Aid for famine relief came from basically three sources:

The British Government - approx 9 million pounds.

The British Society of Friends (Quakers) - 2.5 million pounds

America (greatest contributers being among the Indian nations) - 1.5 million pounds

Very few American ships transported the emigrants (Passage was charged and passengers had to have goods or money to the value of £10 - they also had to be in good health). Charitable Aid shipped to Ireland from America on American vessels was charged at normal cargo rates, similar aid shipped on British vessels was transported free of charge.
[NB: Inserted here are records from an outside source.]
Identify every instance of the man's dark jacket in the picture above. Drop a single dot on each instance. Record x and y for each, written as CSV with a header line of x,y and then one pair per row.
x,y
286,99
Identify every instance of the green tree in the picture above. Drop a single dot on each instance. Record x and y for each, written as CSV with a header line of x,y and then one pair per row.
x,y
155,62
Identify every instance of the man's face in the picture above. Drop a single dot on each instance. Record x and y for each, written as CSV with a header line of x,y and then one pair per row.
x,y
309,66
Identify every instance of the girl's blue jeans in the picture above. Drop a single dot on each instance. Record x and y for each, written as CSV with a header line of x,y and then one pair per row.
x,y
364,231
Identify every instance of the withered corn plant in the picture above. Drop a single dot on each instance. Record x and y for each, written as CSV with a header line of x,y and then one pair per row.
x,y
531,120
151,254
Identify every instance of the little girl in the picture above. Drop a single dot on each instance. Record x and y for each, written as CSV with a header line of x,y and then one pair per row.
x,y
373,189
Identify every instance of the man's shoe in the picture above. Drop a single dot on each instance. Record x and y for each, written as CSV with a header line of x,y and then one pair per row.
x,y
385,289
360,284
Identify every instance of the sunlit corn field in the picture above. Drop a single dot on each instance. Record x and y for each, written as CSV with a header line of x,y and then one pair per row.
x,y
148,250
Entry point for the bulk of Irish fleeing the famine was down the St. Lawrence - their main point of entry into the United States was Chicago, the emigrants crossing the Great Lakes. "City of Chicago" is a much better song and definitiely more accurate regarding this episode in history.

As to manufactured indifference those of you who can remember it - think back to the famine in Ethiopia and the Sudan - even with the entire world aware, with means of distribution at their disposal (ships, aircraft, helicopters, trucks) still thousands died each day. In the Ireland of the mid 1800's the only means of delivery was by sailing vessel and horse drawn wagons. Apply that to the west coast of Ireland where there were few ports, scant wharehousing and poor roads. To transport one wagon of relief supplies requires five wagons of forage for the draught horses - Not easy.

History viewed with present day values and taking individual incidents in isolatation is about the worst way of arriving at any conclusion you can get. Take whatever incident view that in the context of it's time, look at the big picture, then view that incident as seen from all sides - you then stand a better chance at arriving at the when's, the why's and the how's.